For almost 25 years, SIG has been committed to creating sustainable solutions for improving health and well-being for the most vulnerable populations in the greater New York City area. SIG is currently engaged in two projects, PACT and Connect n’ Unite.
Connect ‘n Unite is a federally funded HIV/STI prevention study for African American/Black men and their same-sex partners. This research will address the overrepresentation of Blacks/African Americans among those living with HIV/AIDS in the U.S. as well as men who have sex with men (MSM), the transmission category that accounts for the majority of HIV infections. The study will recruit 240 Black MSM couples that have a recent history of stimulant use and engage in high-risk sexual behaviors. These couples will be randomly assigned to receive an HIV risk reduction intervention versus a control condition, consisting of a general health promotion intervention that targets other prominent health concerns among Black men (e.g., diabetes, cancer, hypertension, stress).
The study was recently funded by the National Institute on Drug Abuse (NIDA) and will rigorously evaluate the implementation, effectiveness and cost-effectiveness of a 4-session, couple-based intervention targeting approximately 240 men and their female partners (480 participants in total). The study will be carried out by the Social Intervention Group (SIG) at Columbia University School of Social Work in collaboration with the Center for Court Innovation and the New York City Department of Probation.
Project E-WORTH is a 5-week program for African-American women on probation.
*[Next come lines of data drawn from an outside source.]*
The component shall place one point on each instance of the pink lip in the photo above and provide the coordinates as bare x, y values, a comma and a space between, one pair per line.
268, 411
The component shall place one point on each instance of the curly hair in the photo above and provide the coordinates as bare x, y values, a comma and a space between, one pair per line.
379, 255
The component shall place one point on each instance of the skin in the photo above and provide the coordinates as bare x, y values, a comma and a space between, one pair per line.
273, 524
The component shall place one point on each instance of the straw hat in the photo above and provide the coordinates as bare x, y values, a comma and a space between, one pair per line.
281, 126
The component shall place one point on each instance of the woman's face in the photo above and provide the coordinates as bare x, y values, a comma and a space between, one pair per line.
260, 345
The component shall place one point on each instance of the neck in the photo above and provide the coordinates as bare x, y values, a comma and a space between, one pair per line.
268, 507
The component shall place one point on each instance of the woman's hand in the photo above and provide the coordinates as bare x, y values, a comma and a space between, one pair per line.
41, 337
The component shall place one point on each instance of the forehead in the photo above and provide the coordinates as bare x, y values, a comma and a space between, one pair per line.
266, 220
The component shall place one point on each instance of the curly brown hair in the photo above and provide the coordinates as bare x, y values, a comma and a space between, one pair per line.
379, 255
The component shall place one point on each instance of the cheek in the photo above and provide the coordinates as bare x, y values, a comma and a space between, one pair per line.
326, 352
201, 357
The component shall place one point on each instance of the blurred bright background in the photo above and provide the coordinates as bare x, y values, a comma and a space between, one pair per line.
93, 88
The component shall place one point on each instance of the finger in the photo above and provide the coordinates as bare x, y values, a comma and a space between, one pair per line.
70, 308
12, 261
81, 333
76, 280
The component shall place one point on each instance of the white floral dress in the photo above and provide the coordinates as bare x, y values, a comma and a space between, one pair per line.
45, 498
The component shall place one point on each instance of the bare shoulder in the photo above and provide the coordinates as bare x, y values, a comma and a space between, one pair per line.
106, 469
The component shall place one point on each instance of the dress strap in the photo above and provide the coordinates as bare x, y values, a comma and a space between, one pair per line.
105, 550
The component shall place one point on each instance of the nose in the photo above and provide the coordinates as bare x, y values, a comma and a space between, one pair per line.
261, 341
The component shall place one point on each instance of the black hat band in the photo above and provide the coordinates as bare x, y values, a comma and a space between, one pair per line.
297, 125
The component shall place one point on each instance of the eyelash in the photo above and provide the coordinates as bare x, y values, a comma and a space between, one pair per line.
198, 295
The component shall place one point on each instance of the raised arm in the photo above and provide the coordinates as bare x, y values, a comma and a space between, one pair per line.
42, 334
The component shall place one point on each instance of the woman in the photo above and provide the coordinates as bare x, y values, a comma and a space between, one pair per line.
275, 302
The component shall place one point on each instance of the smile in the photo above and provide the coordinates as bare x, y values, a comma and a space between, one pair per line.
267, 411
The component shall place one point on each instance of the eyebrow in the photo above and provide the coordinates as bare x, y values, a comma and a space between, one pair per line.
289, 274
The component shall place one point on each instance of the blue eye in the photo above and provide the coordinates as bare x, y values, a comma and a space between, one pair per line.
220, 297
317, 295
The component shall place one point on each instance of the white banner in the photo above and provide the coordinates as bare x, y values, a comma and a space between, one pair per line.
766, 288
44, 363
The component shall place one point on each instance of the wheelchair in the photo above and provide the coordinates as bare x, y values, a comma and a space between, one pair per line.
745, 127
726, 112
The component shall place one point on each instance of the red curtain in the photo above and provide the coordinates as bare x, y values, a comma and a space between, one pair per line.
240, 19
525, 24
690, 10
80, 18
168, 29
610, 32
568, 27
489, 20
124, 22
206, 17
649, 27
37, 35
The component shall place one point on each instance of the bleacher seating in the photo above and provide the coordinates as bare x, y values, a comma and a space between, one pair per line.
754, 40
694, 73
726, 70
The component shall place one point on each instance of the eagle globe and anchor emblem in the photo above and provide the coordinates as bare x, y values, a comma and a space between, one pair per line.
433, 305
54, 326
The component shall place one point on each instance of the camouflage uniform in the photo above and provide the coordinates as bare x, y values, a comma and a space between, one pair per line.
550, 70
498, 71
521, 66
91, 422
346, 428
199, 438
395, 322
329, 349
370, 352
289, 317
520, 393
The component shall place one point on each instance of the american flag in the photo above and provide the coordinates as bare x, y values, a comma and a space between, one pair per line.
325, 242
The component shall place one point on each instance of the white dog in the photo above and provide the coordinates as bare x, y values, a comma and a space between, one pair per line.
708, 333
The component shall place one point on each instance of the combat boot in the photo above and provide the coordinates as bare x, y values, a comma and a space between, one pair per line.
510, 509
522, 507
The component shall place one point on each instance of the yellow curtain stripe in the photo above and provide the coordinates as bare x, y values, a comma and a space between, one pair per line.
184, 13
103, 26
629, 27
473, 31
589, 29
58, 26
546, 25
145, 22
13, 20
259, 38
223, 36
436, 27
E-WORTH stands for Empowering African-American Women on the Road to Health and as such, Project E-WORTH aims to support to justice involved women to live their healthiest lives. Along the “road to health”, women who participate in E-WORTH will learn about factors that significantly increase the risk of African-American women for HIV and other sexually transmitted infections (STIs). Participants will learn about the ways in which factors like substance abuse and intimate partner violence makes it much harder for African-American women on probation to protect themselves, their families and loved ones, and the communities in which they live. During the 5-week group, participants are introduced to 5 fictionalized characters of E-WORTH who tackle important life-issues and in so doing so, learn about the ways in which they successfully negotiate critical barriers to health. E-WORTH partners will use both a tablet and participate in small groups as they take this critical journey towards health.
“Connecting Communities and Closing Gaps”
Convened by Columbia University’s Social Intervention Group (SIG) in 2015, the Community Collaborative Research Network is a partnership between the Social Intervention Group, community corrections personnel, various social service provider agencies and men and women who have been in the justice system. Its mission is to strengthen community-researcher collaboration through training, education, research, and advocacy in order to inform and shape evidence-based, sustainable solutions to enable individuals, families, and communities to address HIV, violence, substance use, mental health, and other co-occurring issues.
Network members currently include former participants in SIG’s research studies, representatives from the Department of Probation, social service providers such as Fortune Society and the Family Center, and representatives from other relevant NYC government agencies such as the Administration for Children and Families, Health + Hospitals, and the Department of Health and Mental Hygiene.
The Community Collaborative Research (CCRN) provides an important space in which members share information and coordinate efforts related to the health and overall well-being of individuals and communities who have been directly involved in the justice system. With a vision to “connect communities and close gaps,” the CCRN also informs the implementation and dissemination strategies of SIG’s research related to justice-involved populations including Project PACT and Project E-WORTH. Project PACT is a study that evaluates the effectiveness drug abuse prevention intervention for men under community supervision and their female partners. E-WORTH is a study that evaluates the effectiveness of an HIV risk reduction intervention for African American women on probation.